If we run a program which assigns a value to a variable and prints it's memory address, we'll see the every time we run it, the address changes. This is because the OS is always fiddling with the memory and moving things around.

Strings

As we know from the previous weeks, a String is just an array of characters, and in the case of C, is implemented using a user defined struct which is stored as a prototype in the CS50.h library which we import.

We know that a string ends with a null character or \0 but how is it stored?

It is actually stored in the following way:

The string datatype is just a pointer to the memory address of the first character of the string and it is considered a single string until the null is reached.

We can now define strings directly, as they are implemented in the CS50 library by doing char *s = "The string";

Now here is a subtle thing:

int main(void)
{
    string s = "HI!";
    char c = s[0];
    char *p = &c;
    printf("%p\n", s);
    printf("%p\n", p);
}

If you do this, then the s[0] is copied over to another location in the memory and has a different address which you can check by running this code.

But if you do the following:

int main(void)
{
    string s = "HI!";
    char *p = &s[0];
    printf("%p\n", p);
    printf("%p\n", s);
}

Then the address of the string is directly passed and so both the addresses printed will be the same.
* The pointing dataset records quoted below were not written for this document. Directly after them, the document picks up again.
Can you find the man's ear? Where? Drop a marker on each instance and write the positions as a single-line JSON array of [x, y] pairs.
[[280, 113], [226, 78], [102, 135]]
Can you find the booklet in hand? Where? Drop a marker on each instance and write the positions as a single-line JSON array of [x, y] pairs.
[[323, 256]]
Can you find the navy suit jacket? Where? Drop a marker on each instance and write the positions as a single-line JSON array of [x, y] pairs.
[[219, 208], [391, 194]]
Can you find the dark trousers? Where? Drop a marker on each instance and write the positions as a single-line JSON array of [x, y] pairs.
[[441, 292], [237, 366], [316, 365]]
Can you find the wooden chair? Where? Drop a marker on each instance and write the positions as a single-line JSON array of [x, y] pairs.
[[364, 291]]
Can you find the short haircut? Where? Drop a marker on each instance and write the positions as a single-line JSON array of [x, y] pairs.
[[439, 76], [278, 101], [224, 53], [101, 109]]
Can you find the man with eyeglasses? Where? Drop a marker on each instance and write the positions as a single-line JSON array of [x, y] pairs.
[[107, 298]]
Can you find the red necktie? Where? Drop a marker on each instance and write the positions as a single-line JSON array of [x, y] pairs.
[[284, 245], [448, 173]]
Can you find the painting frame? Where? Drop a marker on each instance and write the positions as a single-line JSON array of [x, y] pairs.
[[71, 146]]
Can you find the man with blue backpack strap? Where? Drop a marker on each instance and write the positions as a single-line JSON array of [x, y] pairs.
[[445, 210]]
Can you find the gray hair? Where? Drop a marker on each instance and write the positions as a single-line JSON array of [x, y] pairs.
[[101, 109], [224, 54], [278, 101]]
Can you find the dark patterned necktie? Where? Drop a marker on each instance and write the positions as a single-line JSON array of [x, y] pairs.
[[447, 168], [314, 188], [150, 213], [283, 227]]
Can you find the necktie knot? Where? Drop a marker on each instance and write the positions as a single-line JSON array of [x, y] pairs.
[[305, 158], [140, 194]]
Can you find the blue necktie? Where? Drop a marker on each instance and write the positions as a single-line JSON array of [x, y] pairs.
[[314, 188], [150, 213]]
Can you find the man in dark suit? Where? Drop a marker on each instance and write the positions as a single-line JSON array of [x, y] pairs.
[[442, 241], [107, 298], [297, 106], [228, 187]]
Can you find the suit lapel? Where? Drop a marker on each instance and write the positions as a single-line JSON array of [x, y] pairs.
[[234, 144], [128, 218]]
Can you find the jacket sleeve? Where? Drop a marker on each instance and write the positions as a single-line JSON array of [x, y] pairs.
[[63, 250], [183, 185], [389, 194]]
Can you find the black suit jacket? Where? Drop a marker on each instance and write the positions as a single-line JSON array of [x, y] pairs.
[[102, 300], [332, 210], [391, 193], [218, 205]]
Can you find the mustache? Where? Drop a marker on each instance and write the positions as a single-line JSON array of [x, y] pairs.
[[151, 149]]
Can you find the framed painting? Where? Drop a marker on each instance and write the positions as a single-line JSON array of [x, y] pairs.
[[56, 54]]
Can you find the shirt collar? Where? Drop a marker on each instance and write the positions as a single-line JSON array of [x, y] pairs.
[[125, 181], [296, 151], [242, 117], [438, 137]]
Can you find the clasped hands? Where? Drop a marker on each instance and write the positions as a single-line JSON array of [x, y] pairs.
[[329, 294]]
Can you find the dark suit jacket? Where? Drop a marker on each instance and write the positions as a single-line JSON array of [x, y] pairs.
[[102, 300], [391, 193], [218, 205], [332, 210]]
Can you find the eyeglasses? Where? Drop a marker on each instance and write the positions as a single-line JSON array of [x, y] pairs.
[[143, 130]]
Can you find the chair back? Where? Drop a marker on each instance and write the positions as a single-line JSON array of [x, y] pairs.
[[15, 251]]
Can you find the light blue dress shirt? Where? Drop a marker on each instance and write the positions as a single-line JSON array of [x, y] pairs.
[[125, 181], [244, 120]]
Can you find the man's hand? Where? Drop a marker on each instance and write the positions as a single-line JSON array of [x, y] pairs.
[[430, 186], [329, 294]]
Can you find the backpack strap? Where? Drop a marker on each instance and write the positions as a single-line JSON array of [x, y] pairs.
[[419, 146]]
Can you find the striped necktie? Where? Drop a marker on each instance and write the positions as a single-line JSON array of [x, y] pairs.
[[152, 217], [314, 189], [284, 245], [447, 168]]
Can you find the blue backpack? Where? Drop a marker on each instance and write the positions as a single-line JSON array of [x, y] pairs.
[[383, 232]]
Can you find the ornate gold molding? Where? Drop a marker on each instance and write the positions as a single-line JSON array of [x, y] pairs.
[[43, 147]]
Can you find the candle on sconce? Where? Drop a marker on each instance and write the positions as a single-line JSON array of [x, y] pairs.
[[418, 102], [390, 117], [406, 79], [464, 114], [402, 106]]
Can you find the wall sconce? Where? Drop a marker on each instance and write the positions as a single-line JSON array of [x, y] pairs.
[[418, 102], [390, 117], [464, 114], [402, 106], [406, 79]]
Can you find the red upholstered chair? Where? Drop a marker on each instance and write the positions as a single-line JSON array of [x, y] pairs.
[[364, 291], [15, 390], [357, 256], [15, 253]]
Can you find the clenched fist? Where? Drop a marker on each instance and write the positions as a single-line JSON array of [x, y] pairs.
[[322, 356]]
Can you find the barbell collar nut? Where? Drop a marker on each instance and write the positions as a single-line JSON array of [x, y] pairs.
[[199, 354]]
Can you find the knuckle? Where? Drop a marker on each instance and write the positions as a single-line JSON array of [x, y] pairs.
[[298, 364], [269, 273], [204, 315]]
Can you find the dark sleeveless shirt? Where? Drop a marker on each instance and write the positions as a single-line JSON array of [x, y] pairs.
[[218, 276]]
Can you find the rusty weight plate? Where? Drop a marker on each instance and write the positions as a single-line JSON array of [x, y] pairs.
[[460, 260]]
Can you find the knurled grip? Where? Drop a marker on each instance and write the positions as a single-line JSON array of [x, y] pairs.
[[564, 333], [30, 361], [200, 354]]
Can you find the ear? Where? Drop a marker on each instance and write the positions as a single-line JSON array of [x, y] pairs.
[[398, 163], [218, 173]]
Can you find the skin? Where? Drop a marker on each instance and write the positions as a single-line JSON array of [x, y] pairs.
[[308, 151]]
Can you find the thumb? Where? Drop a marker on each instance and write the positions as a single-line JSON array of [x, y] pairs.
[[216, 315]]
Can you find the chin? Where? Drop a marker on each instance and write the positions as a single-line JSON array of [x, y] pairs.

And this is the reason why we cannon simply check if String_1 == String_2 because they only store the first character's memory address which is different for different strings even if the characters themselves are identical.

When we do the following:

string String_2 = String_1;

it doesn't actually copy the strings from one variable to another, but just makes both the variables have the same pointers to the same memory address, so if we change one of them, both of them end up changing.

Memory allocation

To copy stuff from one string to another, we first have to allocate memory to it. To do so we use the following

char *t = malloc(strlen(s) + 1);

We add one to the length of the string to account for the nul character in the end.

We can then copy using a loop or directy use the following function:

strcpy(Destination, source);

Important thing to remember:

free(t);

Always free the allocated memory when work is done.

We should also check

if (t == NULL)

because if there is no memory available in the device, the malloc function will return NULL(a value comprised of all zeroes just like nul but the all caps means that it's for pointers).

Garbage Values

When we allocate or free memory, the stuff changes in the ram.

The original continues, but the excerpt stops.